Assuming you've populated the universe you could just go planet hopping and destroy humanity in the most nightmarish ways you could think of, trying to top yourself each time. Eventually you'll have killed everyone, at which point you could just transplant people from the millions of other worlds you've populated and watch them rebuild and coexist, or not.
Being god sounds like fun, though I would imagine it would get a little lonely.
'Course most of them will never find it, they are all too busy looking.
Which John Cusack movie is this from?
When I achieve those things, I will have lived the good life.
Subjective.
I have no idea if it's in a John Cusack movie, I just pulled it out of my ass because it's the first thing I thought of when reading the phrase the good life. It's what my life is currently like, and I think I'm living the good life right now, despite all the bad things happening. That is my idea of the good life, because it's close to what my life is currently like, and I'm happy and that's what matters.
I do not believe this.
I have a good job but this whole "working for a living" thing has never meshed well with me. I want the freedom to travel around and visit my family and friends whenever I wish. I want the TIME to be able to do those things. If I want to attempt to open up a business, I want to do so with the knowledge that, if it fails, I won't be living in a box.
Before you sic the _J_ on me, I guess, I'll say that the good life is what you have when stability has seeped into so many pores of the day that spontaneity doesn't shatter it.

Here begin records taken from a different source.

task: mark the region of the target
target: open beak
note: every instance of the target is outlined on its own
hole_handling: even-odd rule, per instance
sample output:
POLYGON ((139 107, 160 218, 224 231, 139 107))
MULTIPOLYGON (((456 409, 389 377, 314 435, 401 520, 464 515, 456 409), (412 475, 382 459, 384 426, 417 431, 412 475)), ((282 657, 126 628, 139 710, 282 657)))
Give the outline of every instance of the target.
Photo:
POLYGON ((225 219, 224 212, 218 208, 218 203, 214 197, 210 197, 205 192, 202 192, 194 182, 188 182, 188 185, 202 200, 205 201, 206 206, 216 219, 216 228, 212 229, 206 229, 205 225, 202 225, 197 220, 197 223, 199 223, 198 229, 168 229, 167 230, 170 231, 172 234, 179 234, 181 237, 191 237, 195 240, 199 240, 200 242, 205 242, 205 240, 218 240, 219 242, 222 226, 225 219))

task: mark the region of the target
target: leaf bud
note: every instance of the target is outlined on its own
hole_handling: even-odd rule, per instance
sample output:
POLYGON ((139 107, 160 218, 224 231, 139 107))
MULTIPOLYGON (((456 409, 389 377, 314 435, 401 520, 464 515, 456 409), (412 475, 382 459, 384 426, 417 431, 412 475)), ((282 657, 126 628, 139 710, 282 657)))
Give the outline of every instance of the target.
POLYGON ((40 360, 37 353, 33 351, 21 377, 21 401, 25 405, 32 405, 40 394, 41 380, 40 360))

The good life is where if you feel like painting stars and moons and spacefish on your walls, you can, and it won't be the end of the world; the good life is where you can throw out your plans of frozen dinner and splurge at the restaurant of your choice because that's just what you want to do.
EDIT: This isn't to say that there aren't the obvious consequences of doing these actions -- you don't have to be rich so that money is a non-issue, for example -- but the stability exists where budgets have giving room and you have enough of an emotional reservoir to bend instead of breaking when you have to go the few extra miles to compensate for what you did in the feverish bouts of want.
Good life would be wealth, love and power to affect the world(For good or ill, depending on the situation).
Passable life is what I now have. Kinda sucky, stale.